Dulce et Decorum Est has become one of the greatest and well-known war poems of the 20th century. The poem highlights the bogus patriotism of the stay- at- home war enthusiasts. Life wasn’t easy for soldiers in the war as Wilfred Owen expresses strongly in this poem ‘Dulce et Decorum est’. Wilfred Owen died at the age of 25 and was killed seven days before the end of World War 1. ‘Dulce et Decorum Est’ reveals the truth behind war, the grief and suffering caused. Wilfred Owen wanted to dismiss the idea of romance as a motivation to fight in the war. Young men believed that fighting in the war would make them heroes when they returned home.
“Dulce et Decorum Est” is about the soldiers on their way back from the front line and the sudden panic caused when the soldiers are hit unexpectedly with a gas attack. Wilfred Owen begins with a simile, “Bent double, like old beggars under sacks”. This shows the load the men had to carry with them and the exhaustion of the men. “…Under sacks” gives us the picture of the heaviness and feeling of the soldiers’ uniforms. To show the physical condition he uses words like “coughing” and “cursed”. “We cursed through sludge” shows the deepness of the mud, which weakens the men. To emphasise tiredness and that were not completely aware of their surroundings he uses phrases like ” Drunk with fatigue” to show this. Owen tries to make us, the readers feel sorry for the men and does this by saying “All went lame, all blind”. This gives us the image that men couldn’t see or hear correctly.
The next verse begins with a shout of danger: “Gas! Gas! Quick boys.” “Ecstasy” is used ironically as it shows the speed and panic of the men, as they know how important it is to get their helmets on and yet their fingers fail them. Owen uses the line ” misty planes”, this is to show that the soldiers wearing the gas masks they hadn’t got clear view and that it looked like a misty scene.
. Owen makes the third verse short so that it stands out from the rest as. It tells us how Owen still has nightmares about the event; he cannot forget the torture and suffering that the man went through. In Wilfred’s dreams he described how he couldn’t do anything. To portray this he used words like “guttering”, ” choking” and ” drowning”. To show that the gas was poisonous he used words like “drowning” to show that as a result of the gas the soldier had suffocated and that his lungs were filled up with poisonous gas. Gas was used for first time in WW1 which is where the poem is set.
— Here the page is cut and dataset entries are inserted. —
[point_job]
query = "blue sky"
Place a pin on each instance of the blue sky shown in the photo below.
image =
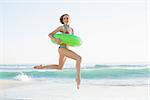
(112, 31)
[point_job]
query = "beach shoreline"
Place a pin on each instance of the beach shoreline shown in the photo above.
(46, 90)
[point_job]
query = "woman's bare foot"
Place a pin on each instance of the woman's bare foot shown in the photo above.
(39, 67)
(78, 82)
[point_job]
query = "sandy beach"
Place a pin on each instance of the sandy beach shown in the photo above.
(47, 90)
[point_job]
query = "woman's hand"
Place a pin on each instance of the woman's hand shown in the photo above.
(57, 40)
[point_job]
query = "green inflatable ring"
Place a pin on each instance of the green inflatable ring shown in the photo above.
(69, 39)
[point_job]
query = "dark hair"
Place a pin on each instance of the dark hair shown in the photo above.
(61, 18)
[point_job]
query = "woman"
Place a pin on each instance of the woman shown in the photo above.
(63, 49)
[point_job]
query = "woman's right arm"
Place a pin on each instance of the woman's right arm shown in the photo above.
(54, 32)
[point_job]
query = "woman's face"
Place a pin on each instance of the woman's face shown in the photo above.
(66, 19)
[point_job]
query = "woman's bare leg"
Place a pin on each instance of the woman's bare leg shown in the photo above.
(62, 60)
(73, 55)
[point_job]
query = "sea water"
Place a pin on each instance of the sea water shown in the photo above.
(98, 74)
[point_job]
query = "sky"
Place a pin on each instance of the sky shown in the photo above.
(112, 31)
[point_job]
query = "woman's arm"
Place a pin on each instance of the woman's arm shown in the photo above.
(72, 31)
(54, 32)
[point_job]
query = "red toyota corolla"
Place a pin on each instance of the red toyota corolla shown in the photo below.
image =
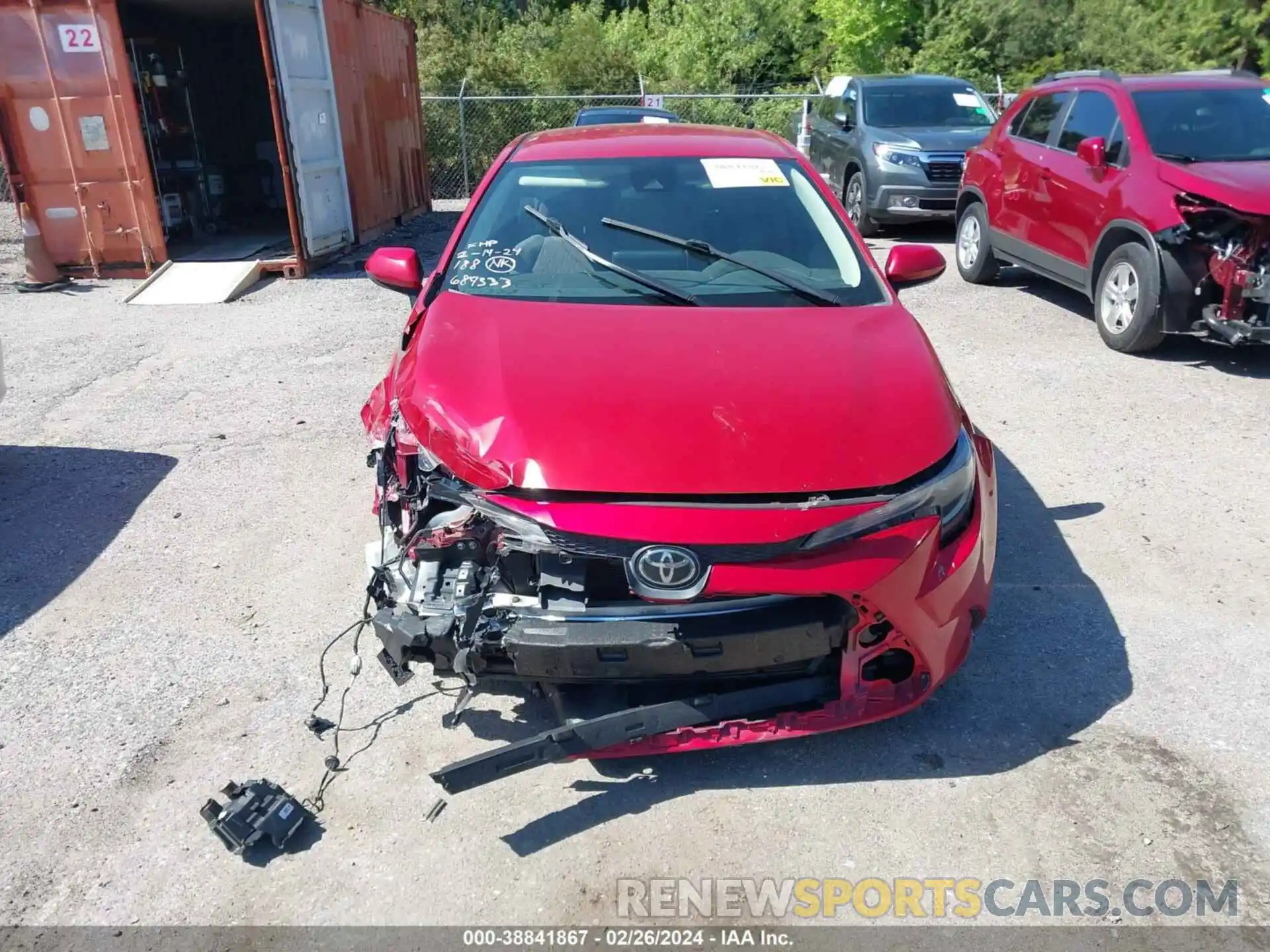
(662, 444)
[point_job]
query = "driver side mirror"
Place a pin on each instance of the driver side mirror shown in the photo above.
(396, 270)
(1093, 151)
(913, 264)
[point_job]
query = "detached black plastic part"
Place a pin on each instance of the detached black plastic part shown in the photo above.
(632, 724)
(255, 810)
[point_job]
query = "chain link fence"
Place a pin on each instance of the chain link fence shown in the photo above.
(466, 132)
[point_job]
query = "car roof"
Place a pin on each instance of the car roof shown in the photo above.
(648, 110)
(1167, 80)
(926, 79)
(652, 140)
(1189, 81)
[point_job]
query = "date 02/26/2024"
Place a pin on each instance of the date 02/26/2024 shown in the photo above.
(624, 938)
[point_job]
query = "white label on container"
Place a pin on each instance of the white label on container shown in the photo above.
(743, 173)
(93, 132)
(79, 38)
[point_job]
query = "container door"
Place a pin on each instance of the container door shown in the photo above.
(69, 118)
(302, 60)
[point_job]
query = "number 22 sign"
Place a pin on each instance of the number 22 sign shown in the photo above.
(79, 38)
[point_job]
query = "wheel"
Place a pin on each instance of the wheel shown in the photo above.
(1126, 302)
(854, 200)
(974, 259)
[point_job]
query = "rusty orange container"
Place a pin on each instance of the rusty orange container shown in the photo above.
(71, 141)
(372, 58)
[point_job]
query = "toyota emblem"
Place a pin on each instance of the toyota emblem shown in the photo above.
(666, 567)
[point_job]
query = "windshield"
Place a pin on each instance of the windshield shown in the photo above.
(1206, 125)
(913, 104)
(761, 211)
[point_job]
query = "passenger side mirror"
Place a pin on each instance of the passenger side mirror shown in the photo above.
(1093, 151)
(396, 270)
(913, 264)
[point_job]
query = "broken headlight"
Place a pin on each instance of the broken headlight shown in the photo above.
(520, 532)
(949, 494)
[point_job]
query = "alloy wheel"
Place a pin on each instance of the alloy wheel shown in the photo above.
(855, 201)
(1119, 299)
(968, 243)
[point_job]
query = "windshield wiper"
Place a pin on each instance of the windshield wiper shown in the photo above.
(556, 229)
(704, 248)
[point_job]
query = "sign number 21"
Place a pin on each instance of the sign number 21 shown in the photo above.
(79, 38)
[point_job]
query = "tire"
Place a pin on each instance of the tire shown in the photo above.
(1127, 301)
(857, 193)
(974, 259)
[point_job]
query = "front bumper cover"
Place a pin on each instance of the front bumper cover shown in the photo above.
(860, 633)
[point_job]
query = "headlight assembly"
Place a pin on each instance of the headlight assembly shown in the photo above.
(896, 155)
(949, 495)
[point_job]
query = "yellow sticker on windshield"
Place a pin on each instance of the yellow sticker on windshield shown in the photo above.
(743, 173)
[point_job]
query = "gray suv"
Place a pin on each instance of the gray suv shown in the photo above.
(893, 146)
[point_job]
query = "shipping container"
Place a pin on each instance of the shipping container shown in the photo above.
(144, 131)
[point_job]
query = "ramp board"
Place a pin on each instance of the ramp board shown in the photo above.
(196, 284)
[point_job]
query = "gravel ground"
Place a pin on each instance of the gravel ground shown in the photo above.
(183, 506)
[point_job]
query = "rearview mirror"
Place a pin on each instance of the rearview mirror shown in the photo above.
(913, 264)
(1093, 151)
(396, 270)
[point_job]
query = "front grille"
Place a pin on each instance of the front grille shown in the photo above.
(601, 547)
(944, 172)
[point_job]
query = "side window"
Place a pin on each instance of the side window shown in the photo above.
(1091, 114)
(1016, 124)
(1040, 117)
(1118, 150)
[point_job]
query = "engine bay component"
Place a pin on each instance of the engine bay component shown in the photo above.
(255, 810)
(1227, 255)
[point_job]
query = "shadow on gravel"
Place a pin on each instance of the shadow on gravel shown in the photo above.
(1049, 663)
(1191, 352)
(60, 508)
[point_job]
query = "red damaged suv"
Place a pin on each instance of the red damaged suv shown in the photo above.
(1148, 193)
(662, 446)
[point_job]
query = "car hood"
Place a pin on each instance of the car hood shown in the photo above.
(624, 399)
(1242, 186)
(934, 139)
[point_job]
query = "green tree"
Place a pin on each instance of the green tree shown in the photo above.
(869, 36)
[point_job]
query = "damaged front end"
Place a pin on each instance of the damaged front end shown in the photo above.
(652, 648)
(1224, 255)
(503, 602)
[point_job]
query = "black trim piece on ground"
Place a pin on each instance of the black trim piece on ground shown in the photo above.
(633, 724)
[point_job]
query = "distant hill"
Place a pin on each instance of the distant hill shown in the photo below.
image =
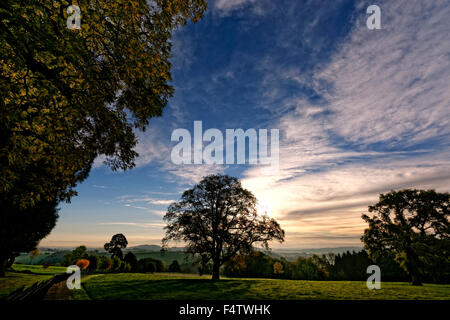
(145, 247)
(152, 248)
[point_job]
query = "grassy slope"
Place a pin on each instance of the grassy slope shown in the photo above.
(163, 286)
(190, 286)
(15, 280)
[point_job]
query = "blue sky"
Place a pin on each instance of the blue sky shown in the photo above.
(360, 112)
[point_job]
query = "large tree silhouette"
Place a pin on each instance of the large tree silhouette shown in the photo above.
(115, 246)
(218, 219)
(412, 224)
(68, 96)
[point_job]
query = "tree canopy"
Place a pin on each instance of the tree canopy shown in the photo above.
(414, 225)
(71, 95)
(115, 246)
(218, 219)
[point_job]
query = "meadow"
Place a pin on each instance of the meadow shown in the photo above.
(174, 286)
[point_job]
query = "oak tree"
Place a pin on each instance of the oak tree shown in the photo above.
(70, 95)
(412, 224)
(218, 219)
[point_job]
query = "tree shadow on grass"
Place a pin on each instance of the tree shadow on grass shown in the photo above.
(172, 289)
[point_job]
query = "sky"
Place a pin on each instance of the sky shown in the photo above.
(360, 112)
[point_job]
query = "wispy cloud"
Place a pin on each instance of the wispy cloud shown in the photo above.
(383, 94)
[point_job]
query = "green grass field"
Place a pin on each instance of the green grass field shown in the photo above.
(15, 280)
(137, 286)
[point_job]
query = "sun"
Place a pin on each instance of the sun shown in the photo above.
(264, 208)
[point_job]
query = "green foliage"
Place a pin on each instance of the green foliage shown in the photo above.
(68, 96)
(22, 229)
(94, 262)
(66, 93)
(115, 246)
(217, 219)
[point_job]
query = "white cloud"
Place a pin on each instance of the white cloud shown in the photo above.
(384, 87)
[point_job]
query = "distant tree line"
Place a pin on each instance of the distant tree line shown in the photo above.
(350, 266)
(117, 261)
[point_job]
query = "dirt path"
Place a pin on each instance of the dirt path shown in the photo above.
(59, 291)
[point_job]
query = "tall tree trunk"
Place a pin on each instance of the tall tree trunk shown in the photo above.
(3, 262)
(413, 267)
(216, 270)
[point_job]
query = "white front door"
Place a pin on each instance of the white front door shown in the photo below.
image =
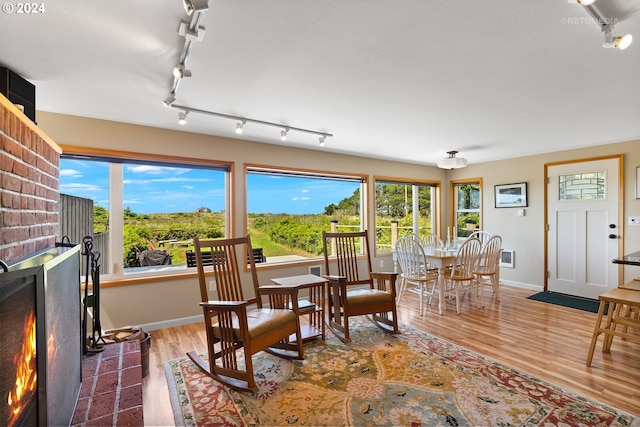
(583, 229)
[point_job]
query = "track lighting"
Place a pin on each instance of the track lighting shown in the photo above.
(191, 6)
(606, 26)
(169, 100)
(452, 162)
(618, 42)
(180, 72)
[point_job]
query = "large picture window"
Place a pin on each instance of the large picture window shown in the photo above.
(145, 212)
(287, 210)
(403, 208)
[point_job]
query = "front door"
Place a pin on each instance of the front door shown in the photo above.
(583, 226)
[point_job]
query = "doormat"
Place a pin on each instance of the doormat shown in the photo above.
(567, 301)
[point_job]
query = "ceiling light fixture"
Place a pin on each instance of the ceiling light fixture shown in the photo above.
(606, 26)
(619, 42)
(192, 32)
(181, 72)
(169, 100)
(182, 118)
(452, 162)
(191, 6)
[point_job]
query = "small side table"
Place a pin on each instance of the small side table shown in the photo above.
(313, 307)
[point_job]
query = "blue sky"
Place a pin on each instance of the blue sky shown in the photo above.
(163, 189)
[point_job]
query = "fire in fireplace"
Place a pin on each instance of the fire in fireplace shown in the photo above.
(40, 339)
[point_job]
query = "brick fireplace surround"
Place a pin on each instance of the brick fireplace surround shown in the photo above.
(111, 392)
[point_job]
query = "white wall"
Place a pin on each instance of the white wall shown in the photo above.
(155, 303)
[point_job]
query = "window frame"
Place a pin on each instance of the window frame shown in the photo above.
(436, 206)
(453, 200)
(304, 173)
(116, 224)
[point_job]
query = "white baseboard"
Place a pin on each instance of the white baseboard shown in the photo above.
(171, 323)
(521, 285)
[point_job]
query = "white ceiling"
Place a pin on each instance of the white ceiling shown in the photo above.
(405, 80)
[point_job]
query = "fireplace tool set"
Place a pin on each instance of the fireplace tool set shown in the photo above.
(92, 268)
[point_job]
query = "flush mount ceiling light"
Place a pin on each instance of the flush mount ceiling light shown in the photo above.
(452, 162)
(606, 26)
(191, 6)
(182, 118)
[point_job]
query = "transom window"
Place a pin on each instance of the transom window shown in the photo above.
(582, 186)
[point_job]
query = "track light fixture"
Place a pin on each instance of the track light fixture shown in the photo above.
(452, 162)
(180, 72)
(191, 6)
(618, 42)
(169, 100)
(182, 118)
(606, 26)
(192, 32)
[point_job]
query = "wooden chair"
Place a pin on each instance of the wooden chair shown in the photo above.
(352, 293)
(234, 322)
(487, 269)
(461, 272)
(415, 270)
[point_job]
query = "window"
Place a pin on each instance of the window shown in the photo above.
(403, 208)
(582, 186)
(287, 210)
(145, 212)
(466, 197)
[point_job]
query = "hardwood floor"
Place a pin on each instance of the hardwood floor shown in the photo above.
(544, 340)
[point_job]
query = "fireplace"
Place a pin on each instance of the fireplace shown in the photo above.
(40, 339)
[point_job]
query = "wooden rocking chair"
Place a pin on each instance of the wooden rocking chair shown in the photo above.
(233, 322)
(353, 294)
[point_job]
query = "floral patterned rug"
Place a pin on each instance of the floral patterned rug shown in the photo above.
(410, 379)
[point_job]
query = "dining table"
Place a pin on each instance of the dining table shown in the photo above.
(440, 258)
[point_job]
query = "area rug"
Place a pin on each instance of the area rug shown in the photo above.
(567, 301)
(380, 379)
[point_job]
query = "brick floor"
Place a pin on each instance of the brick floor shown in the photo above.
(111, 393)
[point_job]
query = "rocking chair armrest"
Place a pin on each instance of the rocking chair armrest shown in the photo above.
(382, 278)
(223, 305)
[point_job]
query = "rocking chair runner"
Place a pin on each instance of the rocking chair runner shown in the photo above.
(232, 324)
(351, 293)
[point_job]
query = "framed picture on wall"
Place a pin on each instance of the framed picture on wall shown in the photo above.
(511, 195)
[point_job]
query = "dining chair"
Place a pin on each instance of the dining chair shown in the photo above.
(354, 289)
(238, 327)
(487, 270)
(415, 270)
(459, 276)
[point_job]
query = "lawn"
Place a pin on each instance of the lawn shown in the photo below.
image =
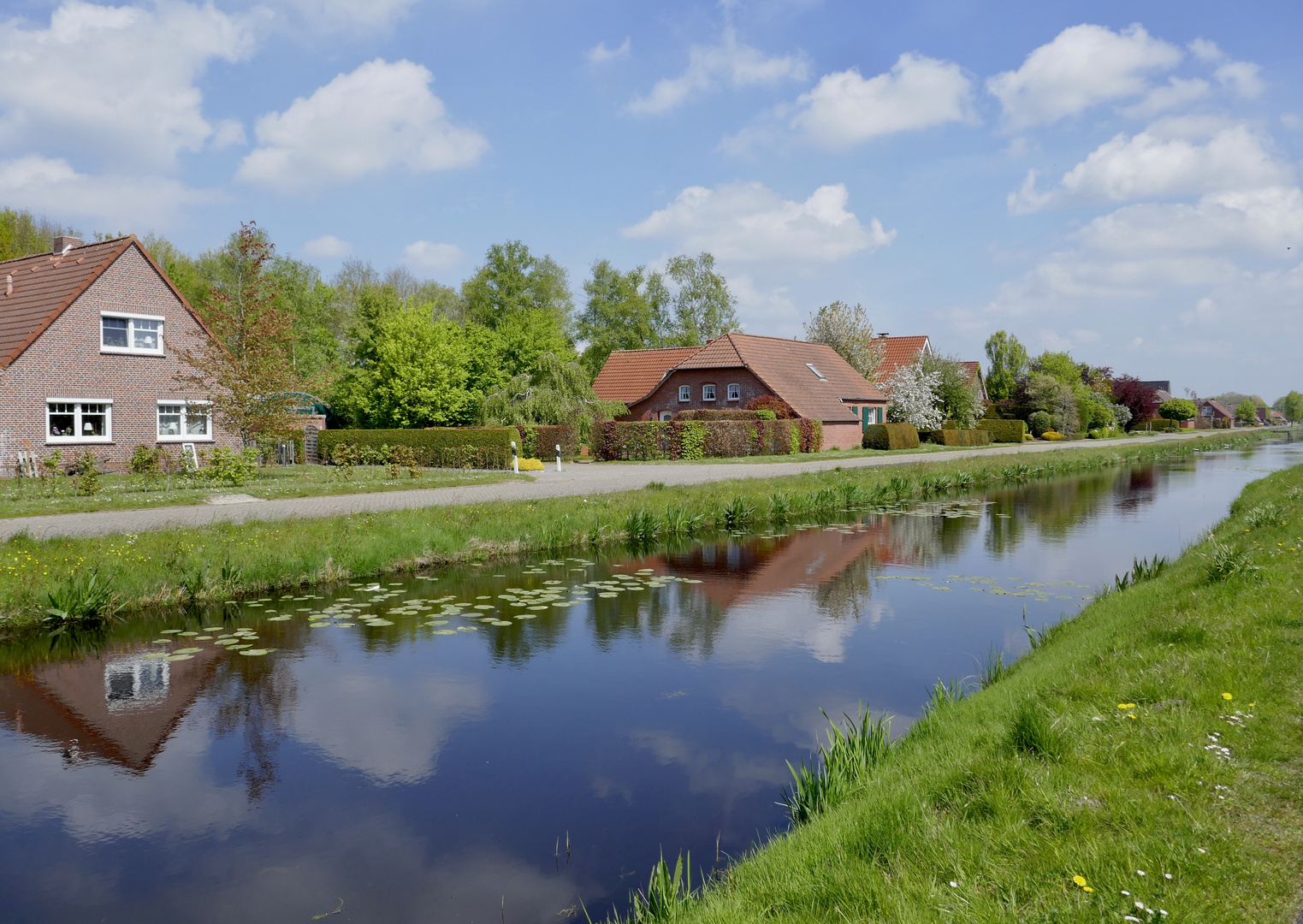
(37, 497)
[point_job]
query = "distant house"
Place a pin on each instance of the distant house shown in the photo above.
(90, 341)
(737, 368)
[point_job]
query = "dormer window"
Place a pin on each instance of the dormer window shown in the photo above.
(131, 334)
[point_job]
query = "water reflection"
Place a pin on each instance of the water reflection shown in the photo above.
(418, 764)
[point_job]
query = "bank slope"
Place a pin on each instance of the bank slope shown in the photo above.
(1168, 786)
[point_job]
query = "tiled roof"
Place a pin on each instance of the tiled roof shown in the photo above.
(46, 284)
(898, 351)
(630, 374)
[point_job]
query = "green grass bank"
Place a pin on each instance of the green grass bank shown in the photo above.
(226, 560)
(1143, 762)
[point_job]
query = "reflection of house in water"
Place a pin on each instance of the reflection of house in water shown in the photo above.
(115, 707)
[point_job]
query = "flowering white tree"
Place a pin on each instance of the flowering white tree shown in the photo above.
(914, 398)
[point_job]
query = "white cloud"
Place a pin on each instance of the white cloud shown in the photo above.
(844, 109)
(373, 119)
(1164, 161)
(115, 82)
(751, 222)
(121, 202)
(730, 62)
(1173, 94)
(328, 246)
(431, 257)
(1081, 67)
(600, 54)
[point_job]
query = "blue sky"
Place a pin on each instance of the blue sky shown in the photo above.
(1121, 180)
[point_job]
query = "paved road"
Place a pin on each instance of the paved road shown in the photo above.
(573, 481)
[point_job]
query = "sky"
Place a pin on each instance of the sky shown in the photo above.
(1120, 180)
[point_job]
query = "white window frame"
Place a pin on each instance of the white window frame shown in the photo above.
(184, 437)
(77, 420)
(131, 333)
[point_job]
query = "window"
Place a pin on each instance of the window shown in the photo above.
(71, 421)
(131, 334)
(188, 421)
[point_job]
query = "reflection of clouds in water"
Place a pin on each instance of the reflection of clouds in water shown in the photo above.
(98, 802)
(724, 774)
(391, 727)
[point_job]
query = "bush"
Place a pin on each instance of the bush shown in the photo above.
(1002, 430)
(435, 447)
(890, 437)
(1178, 408)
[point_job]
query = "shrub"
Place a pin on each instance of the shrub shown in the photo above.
(435, 447)
(890, 437)
(1002, 430)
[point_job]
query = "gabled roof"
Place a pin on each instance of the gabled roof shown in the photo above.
(631, 374)
(899, 351)
(46, 284)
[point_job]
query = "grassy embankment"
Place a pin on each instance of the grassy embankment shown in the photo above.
(38, 497)
(1143, 762)
(231, 560)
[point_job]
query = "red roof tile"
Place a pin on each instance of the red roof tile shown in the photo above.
(630, 374)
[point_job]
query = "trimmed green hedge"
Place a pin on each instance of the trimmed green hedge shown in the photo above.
(890, 437)
(435, 447)
(1004, 431)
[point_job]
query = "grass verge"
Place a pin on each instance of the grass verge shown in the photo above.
(1143, 762)
(227, 560)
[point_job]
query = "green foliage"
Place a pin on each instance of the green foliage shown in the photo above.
(434, 447)
(890, 437)
(1004, 430)
(1009, 363)
(1178, 408)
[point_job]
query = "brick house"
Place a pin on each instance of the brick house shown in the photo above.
(731, 370)
(90, 341)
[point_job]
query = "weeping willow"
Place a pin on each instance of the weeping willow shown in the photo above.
(555, 393)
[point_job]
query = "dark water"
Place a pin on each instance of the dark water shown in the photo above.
(411, 776)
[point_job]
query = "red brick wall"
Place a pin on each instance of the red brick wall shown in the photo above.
(65, 363)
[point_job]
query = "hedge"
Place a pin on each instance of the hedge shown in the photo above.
(537, 440)
(890, 437)
(1004, 431)
(705, 438)
(435, 447)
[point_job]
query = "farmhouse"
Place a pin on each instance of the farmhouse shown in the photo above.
(735, 369)
(90, 341)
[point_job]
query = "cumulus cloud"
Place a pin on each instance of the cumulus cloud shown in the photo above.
(373, 119)
(844, 109)
(431, 257)
(751, 222)
(115, 82)
(1081, 67)
(328, 246)
(731, 62)
(1160, 162)
(600, 54)
(54, 186)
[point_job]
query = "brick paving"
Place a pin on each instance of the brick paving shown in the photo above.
(573, 481)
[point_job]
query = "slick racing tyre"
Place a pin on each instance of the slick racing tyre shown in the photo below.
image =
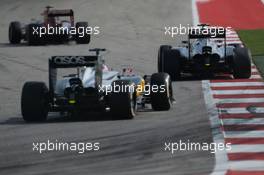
(15, 33)
(172, 64)
(161, 99)
(82, 38)
(241, 63)
(122, 102)
(34, 101)
(161, 57)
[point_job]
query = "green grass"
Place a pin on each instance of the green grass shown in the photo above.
(254, 40)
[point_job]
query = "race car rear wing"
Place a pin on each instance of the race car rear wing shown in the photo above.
(72, 61)
(56, 62)
(207, 32)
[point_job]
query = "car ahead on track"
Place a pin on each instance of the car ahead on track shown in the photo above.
(205, 54)
(94, 88)
(55, 28)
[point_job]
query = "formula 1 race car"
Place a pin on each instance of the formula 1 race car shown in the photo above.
(56, 28)
(94, 88)
(205, 54)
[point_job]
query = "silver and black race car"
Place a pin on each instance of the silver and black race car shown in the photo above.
(56, 27)
(205, 54)
(94, 88)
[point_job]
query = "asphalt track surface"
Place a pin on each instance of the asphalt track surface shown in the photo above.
(132, 31)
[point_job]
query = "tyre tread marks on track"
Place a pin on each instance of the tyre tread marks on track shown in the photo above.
(240, 106)
(241, 122)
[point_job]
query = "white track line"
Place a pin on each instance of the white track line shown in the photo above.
(246, 148)
(226, 92)
(247, 165)
(255, 121)
(244, 134)
(230, 84)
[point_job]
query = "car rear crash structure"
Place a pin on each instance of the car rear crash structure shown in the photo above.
(56, 23)
(204, 55)
(86, 90)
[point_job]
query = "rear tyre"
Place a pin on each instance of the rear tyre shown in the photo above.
(82, 38)
(241, 63)
(32, 37)
(122, 103)
(15, 33)
(161, 57)
(34, 101)
(161, 99)
(172, 64)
In the last verse Wilfred Owen is talking to the people who believe war is a game and who are in favour of war itself. By using the word “You” it tells us that he is talking to us the readers. He does this because he wants us to think about the horrors of the war and what the soldiers went through. He tells us how soldiers bodies were just “flung” into carts, which shows a casual approach to the death of soldiers fighting in the war. He creates a picture, for us the readers, the terror and pain that war causes.
Wilfred Owen he been at the event in the poem, so he had seen the pain, horror and suffering that took place in WW1. In contrast, Thomas Hardy who wrote ‘ Drummer Hodge’ had read about a drummer boy who had died in a newspaper and therefore didn’t see the horrors of war like Wilfred Owen, and could only imagine what war was like. Throughout the poem he uses similes and other words to emphasise the suffering that the soldiers went through and how they felt being at war.